To execute the new agenda, Fogarty staff have formed working groups to address each of the goals and to develop action plans for achieving them. In addition, the Center's senior leadership has recently held meetings to consult with private and public global health leaders on next steps.
"These five goals give Fogarty renewed momentum in our mission to support global health research, build partnerships between U.S. and foreign research institutions and train the next generation of scientists to address the world's compelling research needs," said Glass. "We are energized and have already begun to make strides toward achieving these goals with the hope of reducing disease, improving health and extending the lives of all people, regardless of where they live."
Address the growing epidemic of chronic, non-communicable diseases
The plan's first goal is to mobilize the scientific community to address the growing epidemic of chronic, non-communicable diseases related to increased longevity and changing lifestyles in the developing world.
To accomplish this, Fogarty plans to address investment in this area, while continuing to invest in the critical infectious diseases agenda. The Center recently announced a new $1.5 million a year program to support non-communicable diseases research training, with seven awards expected annually.
In addition, the Center is working with other NIH components and private partners to develop further chronic disease initiatives.
Dr. Glass and Dr. Betsy Nabel, director of National Heart Lung and Blood Institute, both joined the Grand Challenges Global Partnership, an international effort to curb deaths from chronic, non-communicable diseases organized by the Oxford Health Alliance and supported by a number of global research funding organizations.
Bridge the implementation research training gap
Secondly, Fogarty plans to foster implementation research training in order to help reduce the "know-do" gap, which prevents discoveries from being put into practice, particularly in resource-poor countries. The Center plans to expand its International Clinical, Operational and Health Services Research Training Award program for AIDS and TB and has reinforced the initiative's support for implementation research.

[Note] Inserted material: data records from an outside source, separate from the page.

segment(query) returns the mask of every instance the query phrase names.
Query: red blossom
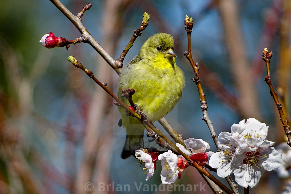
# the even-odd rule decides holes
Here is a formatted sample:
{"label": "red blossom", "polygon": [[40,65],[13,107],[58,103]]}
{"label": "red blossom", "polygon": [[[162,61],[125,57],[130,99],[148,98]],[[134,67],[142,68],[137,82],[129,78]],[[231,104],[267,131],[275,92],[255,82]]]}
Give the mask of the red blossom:
{"label": "red blossom", "polygon": [[177,166],[178,166],[178,170],[180,172],[182,172],[185,168],[189,166],[189,164],[187,160],[184,160],[184,158],[182,156],[181,156],[178,158]]}
{"label": "red blossom", "polygon": [[[129,106],[128,108],[134,111],[134,109],[132,106]],[[128,110],[125,110],[125,113],[126,113],[126,116],[129,116],[130,115],[131,115],[131,114],[130,115],[129,111]]]}
{"label": "red blossom", "polygon": [[201,166],[205,166],[205,162],[208,160],[207,153],[206,152],[200,152],[194,154],[190,156],[189,157]]}
{"label": "red blossom", "polygon": [[48,48],[66,46],[67,40],[66,39],[56,37],[51,32],[49,32],[49,35],[45,38],[45,40],[43,40],[44,38],[43,37],[40,41],[42,43],[44,46]]}

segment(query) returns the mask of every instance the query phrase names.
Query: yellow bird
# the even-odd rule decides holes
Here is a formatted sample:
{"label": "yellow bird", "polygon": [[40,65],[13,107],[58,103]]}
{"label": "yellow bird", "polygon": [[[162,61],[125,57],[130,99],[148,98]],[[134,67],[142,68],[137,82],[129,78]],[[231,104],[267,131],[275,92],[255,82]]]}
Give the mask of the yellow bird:
{"label": "yellow bird", "polygon": [[[150,122],[162,118],[174,108],[182,96],[185,85],[183,72],[176,64],[174,39],[170,35],[159,33],[150,37],[139,54],[125,66],[118,82],[118,93],[121,89],[134,88],[134,102],[146,114]],[[130,104],[125,98],[123,102]],[[135,151],[143,147],[145,127],[136,118],[127,116],[125,110],[118,109],[126,139],[121,157],[125,159]]]}

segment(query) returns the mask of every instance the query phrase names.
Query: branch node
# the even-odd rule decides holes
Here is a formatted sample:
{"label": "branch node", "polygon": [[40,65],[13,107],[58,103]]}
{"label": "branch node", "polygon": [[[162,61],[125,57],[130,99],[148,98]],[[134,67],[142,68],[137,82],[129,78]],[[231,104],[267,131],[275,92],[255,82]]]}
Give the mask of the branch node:
{"label": "branch node", "polygon": [[[207,110],[208,108],[208,106],[207,106],[207,103],[206,101],[201,101],[200,102],[201,104],[201,109],[202,110]],[[205,118],[204,119],[205,119]],[[202,119],[203,119],[203,118]],[[204,120],[203,119],[203,120]]]}
{"label": "branch node", "polygon": [[79,19],[81,19],[81,17],[84,14],[84,12],[86,11],[86,10],[88,10],[90,9],[91,7],[92,7],[92,4],[90,3],[88,3],[85,7],[83,8],[83,9],[77,15],[77,17]]}
{"label": "branch node", "polygon": [[93,72],[92,71],[89,71],[88,69],[85,70],[85,72],[89,77],[92,77],[94,76],[94,75],[93,74]]}

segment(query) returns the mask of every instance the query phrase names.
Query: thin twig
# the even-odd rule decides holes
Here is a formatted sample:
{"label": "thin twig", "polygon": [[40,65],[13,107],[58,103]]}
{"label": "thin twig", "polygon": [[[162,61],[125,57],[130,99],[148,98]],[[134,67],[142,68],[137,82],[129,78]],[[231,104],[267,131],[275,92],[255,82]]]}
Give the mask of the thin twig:
{"label": "thin twig", "polygon": [[[202,113],[203,113],[202,119],[206,123],[206,124],[207,124],[207,126],[210,131],[212,139],[215,144],[217,150],[218,151],[220,151],[220,149],[219,147],[217,144],[217,136],[213,128],[212,122],[209,119],[208,114],[207,113],[207,108],[208,108],[207,103],[206,101],[205,95],[204,94],[204,93],[203,92],[201,82],[199,77],[199,65],[197,63],[194,63],[192,58],[191,49],[191,33],[192,32],[192,28],[193,28],[193,21],[192,17],[189,18],[187,15],[185,17],[185,29],[187,32],[187,39],[188,42],[188,52],[184,52],[184,55],[190,62],[195,73],[195,76],[194,78],[191,79],[194,82],[195,82],[195,83],[196,84],[197,88],[198,89],[199,93],[199,95],[200,98],[200,103],[201,104],[201,109],[202,109]],[[227,176],[226,177],[226,179],[227,181],[228,184],[230,186],[233,192],[235,193],[238,193],[238,191],[237,189],[237,186],[234,184],[231,180],[231,178],[230,176],[229,175]],[[210,186],[211,186],[210,185]],[[214,189],[214,188],[212,188],[212,189]]]}
{"label": "thin twig", "polygon": [[134,30],[134,33],[130,41],[128,43],[127,46],[125,48],[123,49],[123,51],[122,53],[120,55],[119,58],[116,60],[117,63],[117,66],[119,67],[122,67],[123,65],[123,60],[125,57],[126,54],[128,52],[129,49],[133,46],[133,43],[134,42],[136,39],[139,37],[139,36],[141,36],[142,33],[141,31],[144,30],[148,26],[148,20],[150,19],[150,15],[147,13],[145,12],[143,13],[143,21],[141,22],[141,25],[139,28],[136,30]]}
{"label": "thin twig", "polygon": [[[237,1],[219,0],[218,8],[224,33],[224,38],[229,61],[229,69],[235,84],[238,93],[241,114],[246,118],[261,118],[257,103],[258,90],[253,84],[253,76],[244,53],[245,48],[238,13]],[[251,69],[252,70],[252,69]]]}
{"label": "thin twig", "polygon": [[213,176],[213,175],[209,173],[205,168],[202,168],[196,162],[191,160],[189,156],[185,153],[182,152],[180,150],[180,149],[179,149],[179,148],[177,147],[174,143],[163,134],[160,131],[155,127],[150,122],[149,122],[147,119],[145,119],[145,117],[146,117],[146,116],[145,115],[142,113],[141,114],[141,115],[139,115],[131,109],[128,108],[128,107],[120,100],[117,97],[114,95],[107,86],[104,86],[104,85],[101,83],[94,76],[93,72],[92,71],[90,71],[86,69],[84,66],[81,64],[79,63],[72,55],[71,55],[68,57],[68,60],[74,66],[81,69],[84,71],[90,78],[93,79],[111,96],[111,97],[113,98],[115,100],[116,100],[117,101],[115,103],[116,105],[118,106],[121,106],[125,110],[128,110],[129,112],[133,116],[138,119],[143,124],[144,126],[146,127],[146,129],[149,132],[151,132],[152,133],[152,132],[154,132],[159,135],[159,137],[157,138],[158,139],[157,140],[157,141],[159,145],[160,146],[161,144],[163,143],[163,142],[165,141],[168,144],[169,146],[173,148],[174,150],[175,150],[177,151],[178,153],[182,155],[182,156],[187,160],[189,165],[194,166],[197,169],[199,172],[205,175],[206,177],[209,178],[215,183],[215,184],[218,185],[227,193],[230,194],[233,193],[233,192],[230,190],[229,189],[221,182]]}
{"label": "thin twig", "polygon": [[291,130],[290,130],[290,128],[288,125],[288,122],[286,120],[283,112],[283,106],[279,102],[279,100],[278,99],[278,96],[275,92],[274,88],[272,85],[272,83],[271,82],[271,75],[270,73],[270,59],[272,57],[272,51],[271,51],[268,54],[268,50],[267,47],[264,49],[264,52],[263,52],[263,60],[265,61],[266,63],[267,68],[267,75],[266,76],[266,77],[264,80],[270,88],[270,93],[274,99],[275,103],[276,103],[277,107],[278,108],[278,111],[279,111],[279,113],[280,115],[280,120],[282,122],[283,126],[284,128],[284,130],[285,130],[285,133],[288,138],[288,142],[287,143],[287,144],[291,147]]}
{"label": "thin twig", "polygon": [[95,50],[118,74],[122,70],[117,66],[116,61],[99,44],[81,22],[81,19],[74,15],[59,0],[49,0],[77,28],[87,40],[87,42]]}

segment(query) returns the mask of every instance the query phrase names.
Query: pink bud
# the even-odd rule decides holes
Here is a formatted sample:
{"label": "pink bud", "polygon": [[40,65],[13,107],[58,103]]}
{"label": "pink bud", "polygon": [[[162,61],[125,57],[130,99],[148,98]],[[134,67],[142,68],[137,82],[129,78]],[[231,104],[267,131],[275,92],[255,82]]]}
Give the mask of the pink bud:
{"label": "pink bud", "polygon": [[[129,106],[128,108],[129,108],[129,109],[131,109],[134,111],[134,108],[132,106]],[[131,116],[131,114],[130,114],[130,113],[129,112],[129,111],[128,110],[125,110],[125,113],[126,113],[126,116],[129,116],[130,115]]]}
{"label": "pink bud", "polygon": [[190,156],[189,157],[201,166],[205,166],[205,162],[208,160],[207,153],[206,152],[200,152],[194,154]]}

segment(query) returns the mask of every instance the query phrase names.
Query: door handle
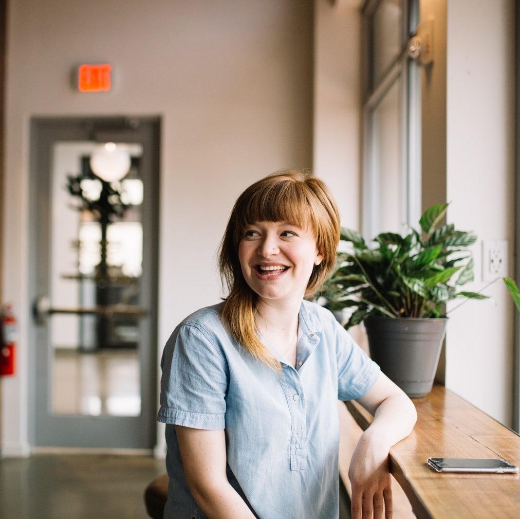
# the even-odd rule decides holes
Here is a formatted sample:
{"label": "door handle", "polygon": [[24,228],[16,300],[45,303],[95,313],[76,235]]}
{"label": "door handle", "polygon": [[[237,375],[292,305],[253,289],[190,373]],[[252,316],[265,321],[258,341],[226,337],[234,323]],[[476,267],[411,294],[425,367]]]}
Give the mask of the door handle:
{"label": "door handle", "polygon": [[33,314],[38,324],[44,324],[49,315],[64,314],[76,315],[100,315],[102,317],[125,316],[140,318],[148,315],[148,312],[136,304],[110,304],[107,306],[76,307],[66,308],[53,307],[47,296],[36,298],[33,306]]}

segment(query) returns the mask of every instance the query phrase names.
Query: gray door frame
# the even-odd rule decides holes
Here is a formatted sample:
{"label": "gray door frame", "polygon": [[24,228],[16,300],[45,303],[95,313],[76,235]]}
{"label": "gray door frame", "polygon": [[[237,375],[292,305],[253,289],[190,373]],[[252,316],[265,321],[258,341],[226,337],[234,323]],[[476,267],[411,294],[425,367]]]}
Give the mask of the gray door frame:
{"label": "gray door frame", "polygon": [[49,175],[53,144],[95,140],[140,143],[143,270],[140,306],[141,414],[137,417],[56,415],[51,411],[53,352],[48,324],[29,327],[29,441],[35,447],[152,449],[155,443],[160,121],[158,117],[34,118],[31,123],[29,300],[49,294]]}

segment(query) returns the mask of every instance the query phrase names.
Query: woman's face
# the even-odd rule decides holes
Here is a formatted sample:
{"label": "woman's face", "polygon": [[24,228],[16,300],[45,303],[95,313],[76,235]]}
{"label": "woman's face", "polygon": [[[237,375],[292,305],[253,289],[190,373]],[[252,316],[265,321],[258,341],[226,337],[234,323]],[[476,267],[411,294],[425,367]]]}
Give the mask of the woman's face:
{"label": "woman's face", "polygon": [[322,258],[312,232],[284,222],[256,222],[238,248],[244,278],[263,300],[297,301]]}

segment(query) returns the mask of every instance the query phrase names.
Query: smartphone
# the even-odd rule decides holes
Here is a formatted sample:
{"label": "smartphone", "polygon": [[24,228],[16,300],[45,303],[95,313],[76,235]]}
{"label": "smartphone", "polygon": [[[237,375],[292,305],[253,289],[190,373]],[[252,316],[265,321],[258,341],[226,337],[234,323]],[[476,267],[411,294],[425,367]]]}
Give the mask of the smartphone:
{"label": "smartphone", "polygon": [[501,458],[428,458],[426,463],[438,472],[518,472],[517,467]]}

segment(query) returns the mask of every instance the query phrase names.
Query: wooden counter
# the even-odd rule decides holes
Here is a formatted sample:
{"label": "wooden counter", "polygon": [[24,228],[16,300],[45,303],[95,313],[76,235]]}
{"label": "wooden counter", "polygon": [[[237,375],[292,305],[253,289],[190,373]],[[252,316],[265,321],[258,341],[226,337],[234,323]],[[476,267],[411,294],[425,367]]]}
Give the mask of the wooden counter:
{"label": "wooden counter", "polygon": [[[414,513],[438,519],[520,518],[518,474],[440,474],[429,457],[504,458],[520,466],[520,436],[441,386],[414,398],[418,419],[411,434],[390,451],[391,471]],[[366,429],[372,417],[359,404],[346,402]]]}

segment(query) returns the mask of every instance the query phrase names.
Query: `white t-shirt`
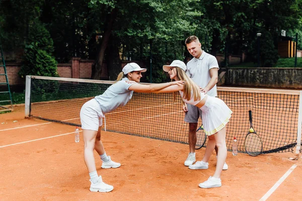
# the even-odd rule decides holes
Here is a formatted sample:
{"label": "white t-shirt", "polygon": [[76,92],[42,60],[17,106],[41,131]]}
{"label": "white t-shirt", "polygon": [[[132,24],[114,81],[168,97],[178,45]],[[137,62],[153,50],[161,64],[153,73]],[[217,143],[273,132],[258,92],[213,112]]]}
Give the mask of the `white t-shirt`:
{"label": "white t-shirt", "polygon": [[[213,68],[219,69],[217,59],[203,51],[199,59],[194,57],[187,63],[186,72],[198,86],[204,88],[211,79],[210,69]],[[207,94],[211,96],[217,96],[216,84]]]}
{"label": "white t-shirt", "polygon": [[126,80],[128,80],[126,77],[123,78],[109,86],[102,95],[95,97],[103,113],[110,113],[118,107],[125,106],[130,100],[133,91],[128,88],[134,83],[126,82]]}

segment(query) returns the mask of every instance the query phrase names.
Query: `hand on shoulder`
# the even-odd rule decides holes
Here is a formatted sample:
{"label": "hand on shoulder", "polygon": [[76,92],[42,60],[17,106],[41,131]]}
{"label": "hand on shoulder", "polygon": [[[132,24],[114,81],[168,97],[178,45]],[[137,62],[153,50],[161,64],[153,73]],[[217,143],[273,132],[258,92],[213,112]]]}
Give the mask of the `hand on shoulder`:
{"label": "hand on shoulder", "polygon": [[177,85],[178,85],[179,86],[182,86],[185,82],[186,82],[185,81],[178,80],[178,81],[174,81],[172,82],[172,83],[173,83],[172,85],[173,85],[173,84],[177,84]]}

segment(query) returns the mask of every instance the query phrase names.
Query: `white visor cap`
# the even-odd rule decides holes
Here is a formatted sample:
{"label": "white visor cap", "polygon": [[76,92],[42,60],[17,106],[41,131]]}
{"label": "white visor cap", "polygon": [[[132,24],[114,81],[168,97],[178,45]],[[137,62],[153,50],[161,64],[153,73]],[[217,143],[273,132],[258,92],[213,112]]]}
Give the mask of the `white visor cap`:
{"label": "white visor cap", "polygon": [[132,71],[141,71],[144,72],[147,71],[146,68],[141,68],[136,63],[129,63],[123,68],[123,72],[124,74],[126,75]]}
{"label": "white visor cap", "polygon": [[169,72],[169,70],[171,67],[178,67],[184,70],[185,72],[187,70],[187,66],[183,61],[180,60],[175,60],[170,65],[165,65],[163,66],[163,69],[164,71]]}

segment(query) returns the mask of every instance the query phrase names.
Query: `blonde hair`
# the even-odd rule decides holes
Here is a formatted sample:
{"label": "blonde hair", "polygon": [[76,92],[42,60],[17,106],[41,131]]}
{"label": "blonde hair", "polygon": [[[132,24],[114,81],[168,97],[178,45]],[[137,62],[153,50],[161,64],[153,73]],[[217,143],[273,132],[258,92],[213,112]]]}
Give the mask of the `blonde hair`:
{"label": "blonde hair", "polygon": [[115,81],[118,81],[121,80],[122,79],[123,79],[124,77],[125,77],[125,75],[124,74],[124,72],[123,71],[122,71],[122,72],[121,72],[119,73],[119,74],[117,76],[117,78],[116,78],[116,80],[115,80]]}
{"label": "blonde hair", "polygon": [[[179,80],[185,81],[184,84],[184,95],[183,98],[190,100],[194,95],[194,101],[201,98],[199,87],[186,74],[184,70],[179,67],[175,67],[176,69],[176,76]],[[171,80],[171,81],[173,81]]]}
{"label": "blonde hair", "polygon": [[198,39],[198,38],[197,38],[197,36],[193,35],[193,36],[189,36],[188,38],[187,38],[187,39],[186,39],[186,41],[185,42],[185,43],[186,45],[189,43],[192,43],[193,41],[195,41],[196,43],[199,43],[199,40]]}

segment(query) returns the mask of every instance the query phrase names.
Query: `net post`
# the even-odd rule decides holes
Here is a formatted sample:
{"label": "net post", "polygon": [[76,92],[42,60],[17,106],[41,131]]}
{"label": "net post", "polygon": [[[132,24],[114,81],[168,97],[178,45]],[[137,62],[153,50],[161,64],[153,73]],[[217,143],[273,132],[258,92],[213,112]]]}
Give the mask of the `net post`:
{"label": "net post", "polygon": [[297,132],[297,145],[295,152],[295,156],[290,158],[291,160],[297,160],[301,148],[301,127],[302,127],[302,90],[300,91],[299,97],[299,116],[298,118],[298,130]]}
{"label": "net post", "polygon": [[25,82],[25,118],[29,117],[29,109],[30,107],[30,88],[31,76],[26,75]]}

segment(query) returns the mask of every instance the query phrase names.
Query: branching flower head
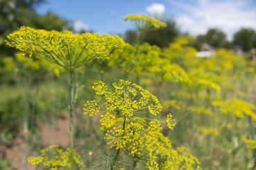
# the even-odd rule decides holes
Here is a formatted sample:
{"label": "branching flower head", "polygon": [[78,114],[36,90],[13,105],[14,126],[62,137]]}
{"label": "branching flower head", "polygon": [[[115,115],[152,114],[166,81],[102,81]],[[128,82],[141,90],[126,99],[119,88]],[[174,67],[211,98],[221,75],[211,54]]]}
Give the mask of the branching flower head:
{"label": "branching flower head", "polygon": [[108,58],[108,49],[121,48],[123,44],[118,36],[88,32],[79,35],[68,30],[46,31],[25,26],[7,37],[8,45],[69,70],[87,64],[94,58]]}
{"label": "branching flower head", "polygon": [[160,20],[144,15],[126,15],[123,19],[130,20],[140,32],[167,26],[166,23]]}
{"label": "branching flower head", "polygon": [[[191,158],[191,155],[186,153],[179,160],[179,151],[171,149],[170,140],[161,133],[161,123],[164,122],[143,116],[146,113],[155,116],[161,112],[158,99],[142,86],[130,84],[122,79],[113,83],[114,92],[108,91],[101,81],[93,86],[96,94],[103,95],[106,100],[107,111],[101,111],[103,114],[100,122],[108,144],[117,150],[117,157],[123,151],[136,161],[144,162],[148,169],[173,169],[177,164],[191,169],[197,163],[194,157]],[[85,113],[92,110],[88,106],[84,109]],[[171,129],[173,122],[169,114],[166,123]]]}

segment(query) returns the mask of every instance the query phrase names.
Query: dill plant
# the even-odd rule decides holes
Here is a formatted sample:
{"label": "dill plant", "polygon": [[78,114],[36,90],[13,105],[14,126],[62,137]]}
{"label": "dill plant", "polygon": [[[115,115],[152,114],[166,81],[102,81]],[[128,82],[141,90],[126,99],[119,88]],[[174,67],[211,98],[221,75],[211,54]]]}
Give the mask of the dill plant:
{"label": "dill plant", "polygon": [[120,48],[123,41],[118,36],[97,33],[73,34],[71,31],[46,31],[22,26],[9,35],[7,44],[59,65],[70,73],[69,127],[71,169],[74,161],[74,70],[94,59],[107,59],[108,48]]}
{"label": "dill plant", "polygon": [[105,132],[105,140],[110,148],[117,150],[111,169],[120,167],[117,164],[121,152],[143,164],[148,169],[173,169],[186,167],[191,169],[200,162],[187,149],[172,149],[169,139],[161,133],[161,123],[166,123],[173,129],[174,120],[169,114],[165,122],[146,117],[147,113],[156,117],[162,111],[158,99],[148,91],[129,81],[119,80],[113,83],[114,92],[108,91],[105,84],[100,81],[92,89],[105,100],[105,111],[100,110],[95,100],[87,101],[85,114],[94,116],[103,113],[99,122],[101,130]]}

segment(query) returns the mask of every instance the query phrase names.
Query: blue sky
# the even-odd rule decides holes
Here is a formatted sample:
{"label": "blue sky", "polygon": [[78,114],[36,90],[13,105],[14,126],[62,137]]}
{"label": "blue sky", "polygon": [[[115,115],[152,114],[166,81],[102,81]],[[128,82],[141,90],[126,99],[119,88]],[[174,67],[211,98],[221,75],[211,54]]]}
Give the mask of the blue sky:
{"label": "blue sky", "polygon": [[99,33],[133,29],[130,23],[121,20],[130,14],[174,17],[182,31],[193,35],[218,28],[231,39],[242,27],[256,30],[256,0],[48,0],[36,10],[72,20],[77,30]]}

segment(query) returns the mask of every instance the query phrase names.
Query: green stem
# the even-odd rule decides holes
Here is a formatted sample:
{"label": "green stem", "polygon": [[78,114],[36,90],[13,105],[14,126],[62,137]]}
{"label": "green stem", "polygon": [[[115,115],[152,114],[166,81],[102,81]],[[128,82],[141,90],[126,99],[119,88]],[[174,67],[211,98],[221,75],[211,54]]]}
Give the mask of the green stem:
{"label": "green stem", "polygon": [[[124,131],[126,129],[126,117],[124,117],[124,119],[123,119],[123,133],[122,135],[122,137],[123,137],[124,135]],[[119,148],[117,151],[117,153],[116,153],[116,155],[114,157],[114,162],[115,162],[117,160],[117,157],[118,155],[119,155],[120,153],[120,151],[121,151],[121,149]],[[113,170],[113,167],[111,167],[111,170]]]}
{"label": "green stem", "polygon": [[74,135],[73,135],[73,117],[74,117],[74,72],[70,70],[70,118],[69,118],[69,133],[70,133],[70,150],[71,150],[71,170],[74,169]]}
{"label": "green stem", "polygon": [[27,158],[27,153],[28,153],[28,91],[27,88],[27,82],[26,79],[23,77],[23,85],[24,87],[24,122],[23,122],[23,128],[24,128],[24,153],[23,153],[23,169],[26,169],[26,158]]}
{"label": "green stem", "polygon": [[[253,126],[253,120],[250,117],[249,117],[248,118],[249,118],[250,135],[251,135],[252,139],[255,140],[255,135],[254,135],[255,128]],[[255,169],[256,168],[256,149],[253,149],[253,158],[254,158],[254,163],[253,163],[253,168],[252,169]]]}
{"label": "green stem", "polygon": [[135,169],[136,165],[137,165],[137,161],[136,160],[134,160],[132,170],[135,170]]}

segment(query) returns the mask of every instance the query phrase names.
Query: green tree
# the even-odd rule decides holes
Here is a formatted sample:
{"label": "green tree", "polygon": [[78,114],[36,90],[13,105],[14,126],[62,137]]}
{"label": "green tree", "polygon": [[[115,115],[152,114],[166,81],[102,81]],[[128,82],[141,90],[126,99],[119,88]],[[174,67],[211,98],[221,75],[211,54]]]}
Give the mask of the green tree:
{"label": "green tree", "polygon": [[[173,42],[176,38],[180,35],[176,23],[172,19],[162,21],[167,23],[167,27],[161,27],[157,30],[144,32],[140,43],[148,42],[151,45],[157,45],[163,48],[168,47],[170,43]],[[132,30],[127,30],[123,35],[124,41],[130,44],[138,43],[139,37],[139,32]]]}
{"label": "green tree", "polygon": [[253,28],[242,28],[233,37],[233,44],[242,46],[244,51],[256,48],[256,31]]}
{"label": "green tree", "polygon": [[176,21],[172,19],[163,21],[167,27],[146,32],[142,35],[142,42],[148,42],[151,45],[157,45],[161,48],[168,47],[180,35]]}
{"label": "green tree", "polygon": [[40,15],[35,8],[44,0],[1,0],[0,1],[0,51],[1,57],[12,55],[12,49],[4,43],[6,36],[22,26],[37,29],[71,29],[70,21],[52,12]]}

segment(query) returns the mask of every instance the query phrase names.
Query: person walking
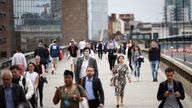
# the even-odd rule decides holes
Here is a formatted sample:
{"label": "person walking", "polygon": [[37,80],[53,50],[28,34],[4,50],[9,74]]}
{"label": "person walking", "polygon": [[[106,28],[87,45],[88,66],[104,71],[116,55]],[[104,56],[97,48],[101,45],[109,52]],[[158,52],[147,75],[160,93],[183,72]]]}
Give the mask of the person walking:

Fogarty also will encourage implementation science to be applied to the recommendations from the Disease Control Priorities Project, which proposed cost-effective interventions that could significantly reduce the burden of disease in developing countries. DCPP is a joint effort of Fogarty, the WHO, the World Bank and the Population Reference Bureau.
Develop human capital in developing world
Because Fogarty's impact has historically been most significant in developing the pipeline of U.S. and foreign research talent, its third goal reinforces that ongoing need. The Center intends to expand the number of overseas research experiences available for young U.S. scientists in order to encourage them to adopt careers in global health. Fogarty will also continue its research training partnerships between U.S. and foreign institutions and strive to enhance research opportunities for foreign scientists when they return home.
Foster a sustainable research environment in low- and middle-income countries
The plan's fourth goal stresses the need to continue to build and sustain the local research enterprise in low- and middle-income countries so that scientists will have the support necessary to conduct their research. Key strategic priorities include establishing linkages or hubs for sharing resources and knowledge across sites and encouraging the adoption of information technology to advance research progress. Fogarty is holding a series of consultations with IT experts to guide these efforts.
Build strategic alliances and funding partnerships
Under the final goal, the Center seeks to capitalize on the rising tide of private and public funding devoted to global health by building new strategic alliances and partnerships. Fogarty will work to maintain and strengthen existing partnerships with other NIH components, U.S. government agencies and private collaborators while forging ties with the many new private sector organizations in the global health arena.